Five ways to improve your photos
It never fails: you think you've set up the perfect shot. Your kids are clean and angelic-looking. Your husband is wearing a shirt with neither a beer logo nor stains. Your hair is not a giant ball of frizz and you put on a little mascara and lipstick. This photo is going to be absolutely perfect. Right?
You think this picture will be everything you were hoping it would be... and yet, when you see the photos, they are blurry, red eye has turned your angelic kids into devils, your flyaways make you look like Medusa, while the glare off your honey's forehead could light the Eastern seaboard.

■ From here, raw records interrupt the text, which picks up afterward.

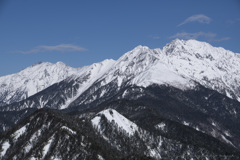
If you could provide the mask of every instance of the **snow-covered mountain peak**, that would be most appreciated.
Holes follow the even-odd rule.
[[[0,77],[0,102],[3,103],[0,105],[23,100],[78,71],[64,63],[42,62],[16,74]]]
[[[101,117],[104,116],[109,123],[112,121],[121,129],[126,131],[130,136],[133,136],[135,132],[138,131],[138,126],[125,118],[123,115],[118,113],[114,109],[106,109],[99,112],[92,120],[93,126],[101,130]]]

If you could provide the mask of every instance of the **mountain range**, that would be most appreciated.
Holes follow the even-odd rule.
[[[238,159],[240,54],[176,39],[0,77],[2,159]],[[67,151],[67,152],[66,152]]]

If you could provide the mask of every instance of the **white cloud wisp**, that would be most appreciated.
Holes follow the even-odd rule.
[[[185,19],[182,23],[178,25],[178,27],[190,22],[199,22],[199,23],[209,24],[211,21],[212,21],[211,18],[209,18],[208,16],[205,16],[203,14],[197,14]]]
[[[198,39],[198,38],[205,38],[208,41],[211,42],[221,42],[231,39],[230,37],[223,37],[223,38],[217,38],[216,33],[211,32],[197,32],[197,33],[187,33],[187,32],[181,32],[177,33],[171,37],[170,39],[180,38],[180,39]]]

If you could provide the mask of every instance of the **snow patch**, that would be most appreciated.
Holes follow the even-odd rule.
[[[106,109],[99,112],[97,116],[91,120],[93,126],[98,127],[100,125],[101,115],[104,115],[109,122],[114,121],[118,127],[125,130],[130,136],[133,136],[138,130],[138,126],[135,123],[131,122],[114,109]]]
[[[73,131],[72,129],[70,129],[70,128],[66,127],[66,126],[62,126],[61,129],[65,129],[65,130],[71,132],[72,134],[77,134],[75,131]]]
[[[26,125],[16,130],[11,136],[17,140],[26,131]]]
[[[50,138],[50,140],[48,140],[47,144],[44,146],[43,148],[43,158],[46,156],[46,154],[48,153],[49,151],[49,148],[52,144],[52,141],[53,141],[53,137]]]
[[[8,141],[6,141],[2,144],[2,151],[1,151],[2,157],[6,154],[9,147],[10,147],[10,143]]]

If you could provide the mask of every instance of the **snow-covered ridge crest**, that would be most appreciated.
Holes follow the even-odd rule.
[[[114,82],[118,88],[166,84],[182,90],[194,88],[197,82],[240,101],[239,54],[206,42],[177,39],[163,49],[137,46],[117,61],[105,60],[81,68],[61,62],[40,63],[0,77],[0,106],[23,100],[66,78],[75,79],[76,83],[81,79],[81,84],[62,109],[97,82],[102,86]],[[83,79],[86,81],[82,83]]]
[[[62,62],[42,62],[16,74],[0,77],[0,102],[9,104],[23,100],[78,73],[79,70]]]
[[[118,113],[114,109],[106,109],[101,112],[99,112],[92,120],[93,126],[97,127],[99,130],[101,130],[101,116],[105,116],[106,119],[111,123],[112,121],[115,122],[115,124],[126,131],[130,136],[133,136],[136,131],[138,131],[138,126],[125,118],[123,115]]]

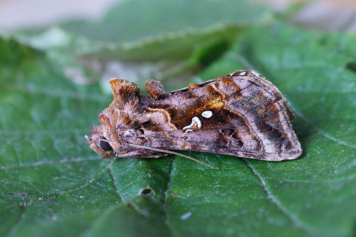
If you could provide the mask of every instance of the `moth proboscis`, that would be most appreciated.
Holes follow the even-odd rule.
[[[253,70],[238,71],[166,92],[148,81],[149,96],[122,79],[110,81],[112,102],[99,115],[100,125],[85,138],[104,158],[157,158],[192,150],[279,161],[302,148],[289,119],[294,117],[280,92]]]

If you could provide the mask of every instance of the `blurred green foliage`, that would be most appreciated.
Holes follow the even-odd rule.
[[[3,33],[0,235],[354,236],[356,36],[271,15],[242,1],[132,1],[99,22]],[[216,170],[88,147],[110,73],[171,89],[250,68],[295,110],[300,158],[192,153]]]

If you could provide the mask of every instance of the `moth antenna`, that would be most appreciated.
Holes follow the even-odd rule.
[[[200,161],[197,160],[193,157],[190,157],[190,156],[188,156],[187,155],[183,155],[183,154],[181,154],[180,153],[178,153],[178,152],[174,152],[174,151],[168,151],[165,150],[163,150],[162,149],[159,149],[159,148],[156,148],[153,147],[150,147],[148,146],[141,146],[139,145],[135,145],[135,144],[129,144],[130,146],[132,146],[133,147],[135,147],[137,148],[143,148],[144,149],[147,149],[148,150],[151,150],[152,151],[159,151],[160,152],[164,152],[164,153],[169,153],[169,154],[173,154],[173,155],[179,155],[185,158],[187,158],[190,160],[194,160],[196,162],[198,162],[198,163],[200,163],[202,165],[204,165],[206,166],[207,166],[208,167],[210,167],[211,169],[213,169],[215,170],[219,169],[219,168],[218,167],[215,167],[215,166],[213,166],[212,165],[208,165],[207,164],[204,163],[203,161]]]
[[[101,138],[100,140],[101,140],[102,141],[106,141],[106,142],[111,142],[112,143],[115,143],[116,144],[118,144],[116,142],[116,141],[109,141],[109,140],[107,140],[106,139],[103,139]]]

So what can you do to fix it? Several things, both on the front end and in post-production. Use these tips for perfect photos every time!
1. Read the camera manual
That book that came with your camera? It tells you a lot more than simply how to turn your new toy on and off. How to set the aperture, different settings, close-up shots (also known as macro), and more instructions all can be found in that manual. Your camera probably does a million things you had no idea it could do!
2. Use lighting to your advantage
Keep your light source in front of your subject; if it is behind you will get a silhouette. Keep the shiny foreheads at bay by filtering the light with a white scarf or sheet. If outdoors, have your subjects blot with rice paper (or toilet seat covers!), which will reduce the oil on their skin.

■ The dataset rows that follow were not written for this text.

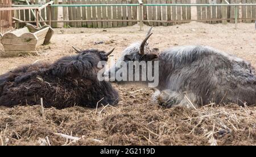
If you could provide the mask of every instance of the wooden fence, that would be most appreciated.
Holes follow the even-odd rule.
[[[198,4],[255,4],[256,0],[196,0]],[[226,23],[227,22],[234,23],[235,6],[197,6],[197,19],[215,19],[204,22],[209,23],[215,24],[217,23]],[[256,6],[237,6],[238,18],[247,18],[248,19],[242,20],[242,22],[251,23],[255,20],[250,19],[256,19]],[[217,19],[224,19],[227,20],[216,20]]]
[[[184,5],[191,3],[191,1],[62,0],[62,2],[59,2],[58,0],[54,0],[54,5],[52,7],[42,10],[40,14],[42,19],[48,22],[50,19],[49,10],[51,9],[52,27],[57,27],[59,22],[64,22],[64,25],[59,26],[64,27],[93,28],[125,27],[133,26],[138,22],[155,26],[166,26],[193,20],[212,24],[234,23],[236,15],[238,16],[236,19],[241,20],[242,22],[254,22],[256,19],[255,5],[226,5],[240,3],[255,4],[256,0],[196,0],[198,4],[225,5]],[[49,0],[35,0],[32,4],[42,5],[49,1]],[[23,3],[26,3],[27,2]],[[22,4],[22,2],[15,2],[15,4]],[[177,4],[184,5],[173,5]],[[196,13],[192,13],[192,7]],[[30,10],[18,11],[15,14],[17,18],[26,22],[35,21]],[[237,14],[235,11],[237,11]],[[191,15],[192,13],[193,16]]]
[[[0,8],[10,7],[11,0],[0,0]],[[0,11],[0,34],[11,30],[13,27],[13,11],[10,10]]]
[[[63,4],[131,4],[137,0],[63,0]],[[64,20],[120,20],[123,21],[68,22],[64,23],[75,27],[111,28],[133,26],[137,20],[137,6],[63,7]],[[129,21],[130,20],[130,21]]]
[[[191,0],[144,0],[144,4],[190,4]],[[184,22],[153,22],[150,20],[187,20],[191,19],[191,6],[143,6],[143,20],[149,26],[170,26]]]

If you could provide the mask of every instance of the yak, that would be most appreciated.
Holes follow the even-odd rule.
[[[159,76],[155,77],[159,77],[159,84],[153,101],[160,105],[256,104],[255,70],[250,63],[208,46],[177,46],[162,52],[150,49],[147,40],[152,34],[151,29],[142,42],[133,43],[123,51],[106,72],[106,77],[118,71],[123,63],[158,61]],[[139,80],[142,84],[147,81]]]
[[[18,68],[0,76],[0,105],[40,104],[57,109],[98,104],[115,105],[118,93],[109,82],[98,80],[97,64],[106,61],[113,51],[80,51],[52,64],[36,63]]]

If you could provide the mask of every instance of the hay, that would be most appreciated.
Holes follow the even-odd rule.
[[[134,93],[134,98],[130,93],[140,89],[117,88],[120,104],[96,114],[79,106],[49,108],[43,120],[41,105],[1,108],[0,144],[256,144],[256,106],[166,109],[149,102],[152,90]]]

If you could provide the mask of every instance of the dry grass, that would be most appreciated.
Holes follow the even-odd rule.
[[[0,109],[2,145],[255,145],[256,106],[196,110],[148,102],[152,91],[116,86],[119,105]],[[130,94],[133,91],[139,90]]]

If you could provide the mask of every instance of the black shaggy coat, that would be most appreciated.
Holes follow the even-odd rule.
[[[104,51],[83,51],[52,64],[31,64],[0,76],[0,105],[40,104],[62,109],[73,106],[96,107],[118,102],[118,93],[97,78],[100,61],[107,61]],[[103,99],[102,99],[103,98]]]

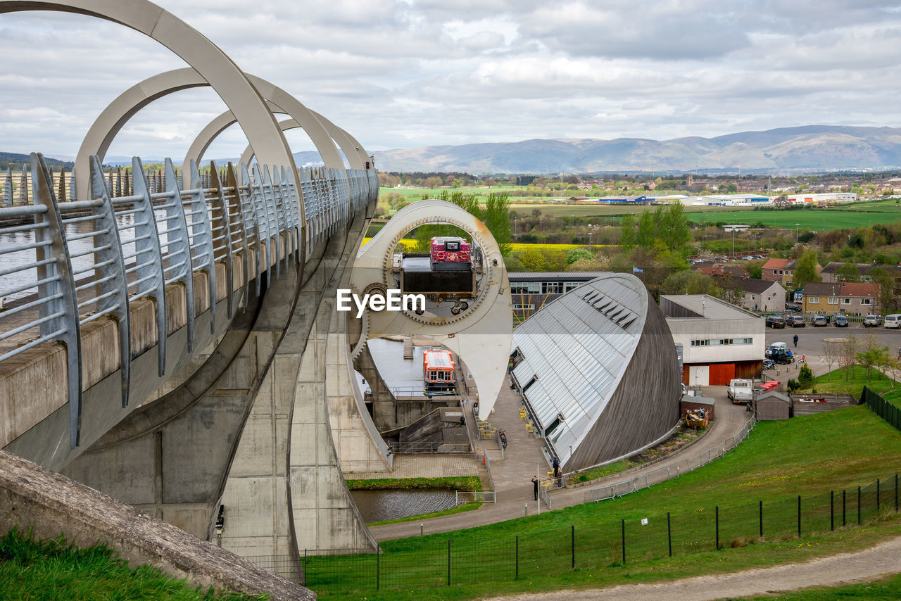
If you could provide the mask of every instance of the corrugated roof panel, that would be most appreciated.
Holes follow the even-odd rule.
[[[551,437],[564,461],[610,400],[643,327],[636,309],[646,306],[637,279],[610,276],[559,297],[514,331],[514,347],[525,357],[517,379],[539,375],[525,393],[538,420],[547,427],[564,416]]]

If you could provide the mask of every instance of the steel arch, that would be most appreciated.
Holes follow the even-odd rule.
[[[149,0],[0,0],[0,14],[54,11],[85,14],[125,25],[156,40],[190,65],[232,111],[261,163],[296,168],[287,141],[259,92],[218,46]],[[132,88],[133,89],[133,88]],[[79,152],[79,156],[81,153]],[[87,192],[88,157],[76,171],[76,194]],[[80,171],[80,173],[79,173]]]
[[[332,122],[325,120],[324,118],[323,118],[323,120],[325,123],[322,123],[318,119],[321,115],[313,113],[289,94],[270,84],[265,79],[248,74],[243,75],[254,86],[259,85],[261,89],[258,91],[266,92],[267,94],[264,95],[265,97],[269,100],[273,100],[277,105],[285,105],[287,108],[296,109],[295,114],[292,114],[291,116],[295,118],[300,116],[302,119],[298,119],[298,121],[308,123],[305,129],[306,130],[306,132],[310,136],[311,140],[313,140],[314,144],[316,145],[317,150],[323,156],[323,159],[327,166],[337,167],[340,168],[344,168],[344,163],[341,159],[341,155],[338,153],[334,141],[332,141],[331,137],[331,135],[337,135],[340,139],[341,136],[340,136],[339,132],[343,132],[343,130],[341,130],[332,123]],[[141,109],[144,108],[154,100],[174,92],[192,87],[202,87],[209,85],[209,82],[206,81],[196,69],[186,68],[166,71],[164,73],[148,77],[119,95],[119,96],[110,103],[110,105],[104,109],[100,115],[97,116],[96,120],[95,120],[94,123],[87,131],[87,133],[85,135],[85,139],[81,143],[81,148],[78,150],[78,155],[75,161],[76,187],[80,187],[79,182],[82,181],[82,174],[87,169],[88,158],[91,155],[96,154],[102,159],[106,154],[110,144],[112,144],[113,140],[115,138],[119,131]],[[270,96],[275,96],[275,99]],[[235,114],[234,111],[231,110],[231,107],[229,107],[229,113]],[[268,111],[268,107],[267,107],[267,110]],[[221,117],[222,115],[220,115],[220,118]],[[274,116],[272,118],[275,120]],[[220,125],[219,131],[215,132],[215,133],[218,134],[219,132],[225,127],[228,127],[228,125],[231,125],[232,123],[234,122],[232,121],[227,124]],[[241,121],[238,120],[238,123],[241,123]],[[210,125],[207,126],[207,128],[210,127]],[[241,123],[241,127],[246,131],[243,123]],[[205,131],[206,131],[206,128],[205,128]],[[212,132],[213,131],[211,130],[210,133]],[[209,137],[210,133],[206,134],[205,137]],[[354,162],[351,162],[351,168],[365,168],[366,150],[362,149],[359,142],[357,141],[352,136],[348,134],[346,132],[344,134],[347,138],[347,141],[345,143],[348,143],[350,146],[344,147],[342,145],[341,148],[344,150],[345,155],[348,156],[349,160],[350,160],[350,158],[354,155],[360,158],[359,163],[355,164]],[[282,135],[280,132],[279,135]],[[201,136],[198,135],[198,139]],[[211,141],[214,137],[215,135],[213,135],[210,138]],[[284,140],[284,136],[282,136],[282,139]],[[256,148],[250,135],[248,135],[248,141],[250,142],[251,146]],[[192,147],[194,145],[192,144]],[[202,155],[202,152],[200,152],[200,154]],[[259,153],[255,152],[254,154],[257,155],[257,159],[260,163],[271,162],[265,159],[265,158]],[[190,152],[186,155],[186,160],[190,160],[191,158],[192,155]],[[199,157],[193,158],[199,159]],[[295,166],[293,160],[289,164]],[[86,186],[86,183],[85,185]]]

3. Red eye removal tools are your friend
Pretty much every type of photo software has this tool at your disposal (some may come with your camera, and other programs are available online) and most are incredibly easy to use. Red eye never has to ruin another otherwise perfect picture again!
4. Use post-production tools
Use a photo editing program to fix those distractions, like erasing the zit on your chin or the flyaway hairs around your head. The "clone stamp" tool in Photoshop is great for this, and quite simple to use. Other photo programs have similar tools. ("Smudge" is another handy option.)
5. Plan ahead
Low batteries can affect the quality of both film and digital photos. Keep your batteries fresh for optimal results. Consider investing in a backup battery so you have one fully-charged at all times, or look for a camera that runs on AA or AAA batteries so you can get a fresh set almost anywhere.